A combination of beauty and kitsch - I will have to track down this movie.
Thank you for the added boost!
Sergio says; June 5, 2010 @ 8:00 pm
Last time i watched it, i did indulge myself in a late double session with Space Amoeba, which though not in the same daring, genre-mixing league as Dogora surely is another fun piece from master Honda.
Kimberly Lindbergs says; June 10, 2010 @ 5:08 pm
It’s a great movie and I’m glad I finally got the chance to see it.
Christianne Benedict says; June 24, 2010 @ 7:34 am
I haven’t seen Dogora in a while, but I remember it being great fun. It’s one of those kaiju movies (Godzilla vs. Biolante is another) that you could re-dub as a Lovecraftian horror movie if you had a mind. I love that screen cap of the jellyfish in the sky.

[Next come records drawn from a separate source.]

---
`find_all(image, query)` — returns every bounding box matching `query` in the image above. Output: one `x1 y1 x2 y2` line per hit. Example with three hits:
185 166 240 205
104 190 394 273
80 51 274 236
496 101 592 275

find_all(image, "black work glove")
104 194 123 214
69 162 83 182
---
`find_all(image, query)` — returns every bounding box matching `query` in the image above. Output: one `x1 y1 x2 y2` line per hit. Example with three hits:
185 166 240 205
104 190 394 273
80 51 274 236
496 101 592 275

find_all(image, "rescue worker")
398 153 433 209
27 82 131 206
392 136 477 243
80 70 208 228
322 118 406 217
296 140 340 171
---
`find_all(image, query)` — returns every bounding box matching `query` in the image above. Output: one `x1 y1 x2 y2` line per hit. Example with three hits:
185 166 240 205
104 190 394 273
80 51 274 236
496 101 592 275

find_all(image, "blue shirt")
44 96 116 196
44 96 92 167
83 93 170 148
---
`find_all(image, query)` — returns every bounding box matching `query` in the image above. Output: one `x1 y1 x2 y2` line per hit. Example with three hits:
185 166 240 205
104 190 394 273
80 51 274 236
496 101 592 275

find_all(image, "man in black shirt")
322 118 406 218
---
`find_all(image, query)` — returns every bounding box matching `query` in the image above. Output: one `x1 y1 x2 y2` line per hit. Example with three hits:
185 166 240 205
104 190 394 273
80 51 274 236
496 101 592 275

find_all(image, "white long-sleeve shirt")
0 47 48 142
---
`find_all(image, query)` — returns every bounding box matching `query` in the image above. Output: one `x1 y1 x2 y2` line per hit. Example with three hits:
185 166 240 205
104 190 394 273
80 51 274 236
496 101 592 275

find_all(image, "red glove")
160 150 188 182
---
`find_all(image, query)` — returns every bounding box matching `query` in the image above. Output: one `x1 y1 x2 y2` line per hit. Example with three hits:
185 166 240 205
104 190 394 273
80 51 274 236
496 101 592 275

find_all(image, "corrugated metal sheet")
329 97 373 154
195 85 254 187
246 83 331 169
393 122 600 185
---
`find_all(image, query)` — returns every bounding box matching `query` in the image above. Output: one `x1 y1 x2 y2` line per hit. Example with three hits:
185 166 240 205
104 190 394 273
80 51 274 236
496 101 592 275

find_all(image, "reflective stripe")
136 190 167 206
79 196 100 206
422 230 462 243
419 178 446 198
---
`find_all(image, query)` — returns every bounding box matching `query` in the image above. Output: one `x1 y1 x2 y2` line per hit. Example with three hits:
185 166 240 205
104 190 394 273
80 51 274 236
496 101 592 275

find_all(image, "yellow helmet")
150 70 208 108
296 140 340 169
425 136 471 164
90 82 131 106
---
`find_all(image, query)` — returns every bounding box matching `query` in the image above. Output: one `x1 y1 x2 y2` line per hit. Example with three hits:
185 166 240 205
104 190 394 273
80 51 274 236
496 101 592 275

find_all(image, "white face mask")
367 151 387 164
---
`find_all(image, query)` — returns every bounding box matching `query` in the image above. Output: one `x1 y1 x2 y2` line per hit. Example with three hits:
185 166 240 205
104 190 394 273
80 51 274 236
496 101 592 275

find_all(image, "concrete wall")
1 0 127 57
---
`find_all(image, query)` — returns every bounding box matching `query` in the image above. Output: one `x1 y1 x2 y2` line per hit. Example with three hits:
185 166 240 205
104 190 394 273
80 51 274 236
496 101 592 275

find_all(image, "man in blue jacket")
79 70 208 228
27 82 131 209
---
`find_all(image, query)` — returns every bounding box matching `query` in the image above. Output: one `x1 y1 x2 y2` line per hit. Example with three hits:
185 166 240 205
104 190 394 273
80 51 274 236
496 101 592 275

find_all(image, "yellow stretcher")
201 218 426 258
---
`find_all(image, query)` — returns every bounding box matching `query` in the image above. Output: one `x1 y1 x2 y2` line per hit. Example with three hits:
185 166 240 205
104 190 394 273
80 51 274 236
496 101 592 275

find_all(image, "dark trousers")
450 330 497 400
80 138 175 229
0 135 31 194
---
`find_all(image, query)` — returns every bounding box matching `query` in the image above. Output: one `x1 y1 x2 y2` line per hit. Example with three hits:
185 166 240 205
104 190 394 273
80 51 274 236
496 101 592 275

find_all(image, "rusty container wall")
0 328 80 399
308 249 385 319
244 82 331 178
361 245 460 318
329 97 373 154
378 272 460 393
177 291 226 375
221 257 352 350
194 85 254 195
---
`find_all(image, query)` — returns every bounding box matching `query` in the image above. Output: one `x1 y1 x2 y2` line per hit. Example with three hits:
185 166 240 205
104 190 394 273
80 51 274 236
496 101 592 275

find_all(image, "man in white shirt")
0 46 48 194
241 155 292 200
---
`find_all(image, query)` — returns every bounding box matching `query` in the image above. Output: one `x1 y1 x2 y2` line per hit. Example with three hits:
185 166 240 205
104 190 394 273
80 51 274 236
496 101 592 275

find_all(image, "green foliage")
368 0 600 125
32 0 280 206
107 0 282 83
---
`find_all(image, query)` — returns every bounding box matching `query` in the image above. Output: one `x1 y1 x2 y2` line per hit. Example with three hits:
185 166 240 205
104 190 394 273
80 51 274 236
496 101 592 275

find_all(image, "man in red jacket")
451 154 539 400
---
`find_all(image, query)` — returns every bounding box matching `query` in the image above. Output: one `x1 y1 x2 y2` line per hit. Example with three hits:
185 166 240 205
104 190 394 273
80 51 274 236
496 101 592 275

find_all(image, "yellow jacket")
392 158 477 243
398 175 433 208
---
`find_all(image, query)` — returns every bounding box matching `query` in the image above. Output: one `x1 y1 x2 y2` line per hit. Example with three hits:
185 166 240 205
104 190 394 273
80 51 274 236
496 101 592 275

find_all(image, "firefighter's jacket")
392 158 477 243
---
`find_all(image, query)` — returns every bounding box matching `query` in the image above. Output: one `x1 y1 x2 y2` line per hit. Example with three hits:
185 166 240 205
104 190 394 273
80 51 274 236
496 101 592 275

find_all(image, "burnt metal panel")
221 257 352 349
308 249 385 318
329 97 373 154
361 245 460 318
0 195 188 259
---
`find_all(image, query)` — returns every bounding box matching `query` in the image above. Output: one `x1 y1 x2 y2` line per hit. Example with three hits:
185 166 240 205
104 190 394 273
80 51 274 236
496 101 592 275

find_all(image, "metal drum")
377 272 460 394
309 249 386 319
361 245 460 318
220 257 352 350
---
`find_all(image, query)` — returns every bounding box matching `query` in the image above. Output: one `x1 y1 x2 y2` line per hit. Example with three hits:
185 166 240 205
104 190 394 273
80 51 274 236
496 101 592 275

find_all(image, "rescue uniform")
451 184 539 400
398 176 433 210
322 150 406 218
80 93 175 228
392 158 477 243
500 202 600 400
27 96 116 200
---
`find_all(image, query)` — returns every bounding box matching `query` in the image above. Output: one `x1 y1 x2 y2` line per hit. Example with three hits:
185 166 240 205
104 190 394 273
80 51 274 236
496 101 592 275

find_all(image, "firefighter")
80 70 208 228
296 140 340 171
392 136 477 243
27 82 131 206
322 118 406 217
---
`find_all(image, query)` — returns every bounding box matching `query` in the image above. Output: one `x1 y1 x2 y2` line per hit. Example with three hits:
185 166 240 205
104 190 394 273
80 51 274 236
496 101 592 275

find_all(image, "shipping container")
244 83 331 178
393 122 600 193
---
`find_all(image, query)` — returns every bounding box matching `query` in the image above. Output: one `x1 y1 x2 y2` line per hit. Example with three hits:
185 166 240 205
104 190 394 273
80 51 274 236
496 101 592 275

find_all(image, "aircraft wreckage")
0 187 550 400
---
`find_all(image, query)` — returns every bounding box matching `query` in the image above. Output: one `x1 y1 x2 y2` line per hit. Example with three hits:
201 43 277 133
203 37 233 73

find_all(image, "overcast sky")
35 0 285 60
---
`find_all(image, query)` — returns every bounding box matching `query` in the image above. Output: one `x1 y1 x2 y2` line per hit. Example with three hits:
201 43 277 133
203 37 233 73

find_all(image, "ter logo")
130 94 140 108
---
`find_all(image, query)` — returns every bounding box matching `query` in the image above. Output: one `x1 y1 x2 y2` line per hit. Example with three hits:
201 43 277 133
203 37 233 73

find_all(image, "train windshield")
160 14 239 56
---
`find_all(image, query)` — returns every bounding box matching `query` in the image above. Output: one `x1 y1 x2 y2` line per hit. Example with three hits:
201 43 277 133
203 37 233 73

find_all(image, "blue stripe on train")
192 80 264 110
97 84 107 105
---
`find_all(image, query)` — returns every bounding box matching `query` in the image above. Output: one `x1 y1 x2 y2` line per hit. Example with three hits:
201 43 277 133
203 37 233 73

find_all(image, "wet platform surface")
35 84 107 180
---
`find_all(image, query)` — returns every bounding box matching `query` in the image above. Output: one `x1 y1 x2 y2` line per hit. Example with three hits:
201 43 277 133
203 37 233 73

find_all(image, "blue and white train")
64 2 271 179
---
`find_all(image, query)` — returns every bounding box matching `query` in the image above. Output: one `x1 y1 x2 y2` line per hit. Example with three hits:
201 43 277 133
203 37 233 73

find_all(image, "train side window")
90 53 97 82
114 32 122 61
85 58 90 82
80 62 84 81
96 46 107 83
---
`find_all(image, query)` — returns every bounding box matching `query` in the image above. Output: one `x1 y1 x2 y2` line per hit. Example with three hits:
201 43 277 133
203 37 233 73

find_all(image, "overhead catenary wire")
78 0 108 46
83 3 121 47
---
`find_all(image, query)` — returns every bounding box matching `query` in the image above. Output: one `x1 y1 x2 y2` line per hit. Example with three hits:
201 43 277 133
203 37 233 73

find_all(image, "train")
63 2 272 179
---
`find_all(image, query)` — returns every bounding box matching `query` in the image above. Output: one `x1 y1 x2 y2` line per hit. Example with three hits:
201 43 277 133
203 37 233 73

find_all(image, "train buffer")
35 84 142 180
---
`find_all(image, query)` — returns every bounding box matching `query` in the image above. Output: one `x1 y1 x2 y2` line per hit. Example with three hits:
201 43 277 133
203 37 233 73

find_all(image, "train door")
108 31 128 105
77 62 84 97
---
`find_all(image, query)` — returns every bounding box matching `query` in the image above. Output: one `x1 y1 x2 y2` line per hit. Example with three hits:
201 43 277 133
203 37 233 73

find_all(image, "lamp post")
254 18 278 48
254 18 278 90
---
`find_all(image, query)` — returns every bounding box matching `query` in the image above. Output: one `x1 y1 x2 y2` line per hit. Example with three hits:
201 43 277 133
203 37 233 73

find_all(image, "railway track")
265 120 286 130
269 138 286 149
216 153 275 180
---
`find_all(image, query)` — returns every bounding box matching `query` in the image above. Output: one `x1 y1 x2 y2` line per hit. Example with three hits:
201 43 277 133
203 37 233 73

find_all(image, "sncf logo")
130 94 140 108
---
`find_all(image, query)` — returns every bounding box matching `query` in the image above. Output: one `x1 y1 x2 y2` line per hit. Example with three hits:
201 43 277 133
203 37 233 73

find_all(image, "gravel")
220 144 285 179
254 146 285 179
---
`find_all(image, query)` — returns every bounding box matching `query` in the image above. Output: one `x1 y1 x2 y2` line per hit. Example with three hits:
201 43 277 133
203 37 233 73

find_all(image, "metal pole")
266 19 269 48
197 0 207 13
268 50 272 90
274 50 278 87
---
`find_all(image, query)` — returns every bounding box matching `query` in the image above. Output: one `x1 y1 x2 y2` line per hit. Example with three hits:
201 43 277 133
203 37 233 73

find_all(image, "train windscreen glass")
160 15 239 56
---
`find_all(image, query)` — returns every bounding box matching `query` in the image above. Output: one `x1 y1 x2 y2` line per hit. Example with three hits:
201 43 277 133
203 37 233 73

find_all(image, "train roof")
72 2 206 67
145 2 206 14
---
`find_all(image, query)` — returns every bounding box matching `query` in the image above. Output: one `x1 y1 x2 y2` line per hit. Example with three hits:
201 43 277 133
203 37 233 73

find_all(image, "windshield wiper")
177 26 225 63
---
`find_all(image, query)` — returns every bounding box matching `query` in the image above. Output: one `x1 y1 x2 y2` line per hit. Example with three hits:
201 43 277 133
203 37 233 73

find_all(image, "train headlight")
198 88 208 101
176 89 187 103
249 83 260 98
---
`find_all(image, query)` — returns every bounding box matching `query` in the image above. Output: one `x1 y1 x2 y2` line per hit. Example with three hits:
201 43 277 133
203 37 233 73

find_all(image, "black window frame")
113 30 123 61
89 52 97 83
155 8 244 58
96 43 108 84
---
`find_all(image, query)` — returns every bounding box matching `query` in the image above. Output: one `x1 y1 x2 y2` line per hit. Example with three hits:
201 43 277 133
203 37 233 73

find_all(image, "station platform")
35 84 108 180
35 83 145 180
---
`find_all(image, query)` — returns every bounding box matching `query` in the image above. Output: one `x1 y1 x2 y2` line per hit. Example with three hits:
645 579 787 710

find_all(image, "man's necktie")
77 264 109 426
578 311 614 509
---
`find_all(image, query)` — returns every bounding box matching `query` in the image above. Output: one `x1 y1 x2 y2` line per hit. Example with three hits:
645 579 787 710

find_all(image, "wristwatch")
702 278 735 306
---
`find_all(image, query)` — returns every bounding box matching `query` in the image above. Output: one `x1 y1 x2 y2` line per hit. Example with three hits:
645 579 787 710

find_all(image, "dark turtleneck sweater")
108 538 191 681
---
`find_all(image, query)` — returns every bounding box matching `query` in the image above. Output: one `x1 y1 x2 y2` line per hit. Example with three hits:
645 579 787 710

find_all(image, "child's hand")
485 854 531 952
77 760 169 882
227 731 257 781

exliontamer says; July 13, 2010 @ 6:50 pm
This is the very first movie (in any genre) I remember seeing, way back when I was no more than three. It was late at night — or so it seemed to me at that age — and I stayed up watching it with my mom and dad one night when I couldn’t sleep. They shooed me back to bed when the jellyfish turned up; too scary for a kid, don’t you know.
chris says; July 15, 2010 @ 2:54 pm
I think I saw this as a kid in the ’70s and completely forgot it. Thanks for reminding me, I need to see this again NOW.